Link Wolfgang, Rosado Aranzazu, Fominaya Jesus, Thomas James E, Carnero Amancio
Experimental Therapeutics Program, Centro Nacional de Investigaciones Oncologicas, Melchor Fernandez Almagro, 3, 28029 Madrid, Spain.
J Cell Biochem. 2005 Aug 1;95(5):979-89. doi: 10.1002/jcb.20479.
Phosphoinositide 3'-kinases (PI3Ks) constitute a family of lipid kinases implicated in signal transduction through tyrosine kinase receptors and heterotrimeric G protein-linked receptors. PI3Ks are heterodimers made up of four different 110-kDa catalytic subunits (p110alpha, p110beta, p110gamma, and p110delta) and a smaller regulatory subunit. Despite a clear implication of PI3Ks in survival signaling, the contribution of the individual PI3K isoforms has not been elucidated. To address this issue, we generated Rat1 fibroblasts that co-express c-Myc and membrane targeted derivates of the different p110 isoforms. Here we present data for the first time showing that activation of PI3-kinase signaling through membrane localization of p110beta, p110gamma, and p110delta protects c-Myc overexpressing Rat1 fibroblasts from apoptosis caused by serum deprivation like it has been described for p110alpha. Expression of each p110 isoform reduces significantly caspase-3 like activity in this apoptosis model. Decreased caspase-3 activity correlates with the increase in Akt phosphorylation in cells that contain one of the myristoylated p110 isoforms. p110 isoform-mediated protection from cell death was abrogated upon expression of a kinase-negative version of Akt.

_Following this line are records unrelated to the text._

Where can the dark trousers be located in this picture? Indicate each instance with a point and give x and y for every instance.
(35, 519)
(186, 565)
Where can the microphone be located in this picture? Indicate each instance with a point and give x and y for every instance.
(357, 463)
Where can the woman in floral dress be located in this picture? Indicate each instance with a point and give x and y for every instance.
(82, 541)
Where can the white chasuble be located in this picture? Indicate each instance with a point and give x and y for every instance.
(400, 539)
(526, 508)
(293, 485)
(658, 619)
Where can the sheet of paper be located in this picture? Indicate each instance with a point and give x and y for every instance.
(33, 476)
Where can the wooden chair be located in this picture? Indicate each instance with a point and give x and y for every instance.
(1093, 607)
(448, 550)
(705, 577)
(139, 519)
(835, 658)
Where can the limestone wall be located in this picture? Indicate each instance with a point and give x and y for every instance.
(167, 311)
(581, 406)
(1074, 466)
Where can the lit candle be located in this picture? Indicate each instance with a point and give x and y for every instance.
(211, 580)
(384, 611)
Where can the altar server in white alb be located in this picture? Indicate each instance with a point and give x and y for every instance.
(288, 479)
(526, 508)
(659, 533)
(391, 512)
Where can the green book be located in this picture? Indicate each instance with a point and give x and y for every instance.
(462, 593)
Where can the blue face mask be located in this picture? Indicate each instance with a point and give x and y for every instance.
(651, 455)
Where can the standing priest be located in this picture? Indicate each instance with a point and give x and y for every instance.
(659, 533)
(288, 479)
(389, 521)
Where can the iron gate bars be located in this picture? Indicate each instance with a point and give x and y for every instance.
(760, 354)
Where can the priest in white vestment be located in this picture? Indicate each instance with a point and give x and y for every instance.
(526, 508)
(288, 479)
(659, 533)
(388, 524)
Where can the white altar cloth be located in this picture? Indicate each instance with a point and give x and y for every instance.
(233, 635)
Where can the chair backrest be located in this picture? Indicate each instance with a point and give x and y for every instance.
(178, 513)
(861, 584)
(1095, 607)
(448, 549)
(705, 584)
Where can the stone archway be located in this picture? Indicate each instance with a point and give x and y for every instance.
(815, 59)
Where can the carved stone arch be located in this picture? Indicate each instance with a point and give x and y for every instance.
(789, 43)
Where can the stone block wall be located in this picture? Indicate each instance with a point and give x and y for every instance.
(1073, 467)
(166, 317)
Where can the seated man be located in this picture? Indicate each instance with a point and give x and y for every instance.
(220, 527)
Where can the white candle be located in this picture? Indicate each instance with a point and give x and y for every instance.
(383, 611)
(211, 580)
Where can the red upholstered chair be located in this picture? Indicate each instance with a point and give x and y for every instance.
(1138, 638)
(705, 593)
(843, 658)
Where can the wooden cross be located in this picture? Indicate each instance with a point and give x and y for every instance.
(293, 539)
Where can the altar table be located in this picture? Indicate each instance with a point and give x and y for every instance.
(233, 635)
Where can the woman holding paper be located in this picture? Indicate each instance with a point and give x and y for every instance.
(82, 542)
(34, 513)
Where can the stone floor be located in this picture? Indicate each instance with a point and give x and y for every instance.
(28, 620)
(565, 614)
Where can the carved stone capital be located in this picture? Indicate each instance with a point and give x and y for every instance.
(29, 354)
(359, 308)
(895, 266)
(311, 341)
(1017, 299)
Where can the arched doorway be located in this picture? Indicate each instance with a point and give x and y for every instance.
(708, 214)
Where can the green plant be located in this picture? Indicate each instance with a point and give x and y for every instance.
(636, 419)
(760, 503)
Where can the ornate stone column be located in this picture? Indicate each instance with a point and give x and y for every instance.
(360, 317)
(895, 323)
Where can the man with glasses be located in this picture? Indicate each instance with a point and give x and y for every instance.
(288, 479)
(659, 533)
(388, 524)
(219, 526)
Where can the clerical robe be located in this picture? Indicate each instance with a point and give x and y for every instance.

磷酸肌醇3'-激酶(PI3Ks)是一类脂质激酶,参与通过酪氨酸激酶受体和异源三聚体G蛋白偶联受体的信号转导。PI3Ks是由四个不同的110 kDa催化亚基(p110α、p110β、p110γ和p110δ)和一个较小的调节亚基组成的异二聚体。尽管PI3Ks在生存信号传导中有着明确的作用,但各个PI3K亚型的具体贡献尚未阐明。为了解决这个问题,我们构建了共表达c-Myc和不同p110亚型的膜靶向衍生物的Rat1成纤维细胞。在此,我们首次展示的数据表明,通过p110β、p110γ和p110δ的膜定位激活PI3-激酶信号传导可保护过表达c-Myc的Rat1成纤维细胞免受血清剥夺引起的凋亡,就像p110α的情况一样。在这个凋亡模型中,每个p110亚型的表达都显著降低了类似caspase-3的活性。caspase-3活性的降低与含有一种肉豆蔻酰化p110亚型的细胞中Akt磷酸化的增加相关。当表达激酶阴性版本的Akt时,p110亚型介导的细胞死亡保护作用被消除。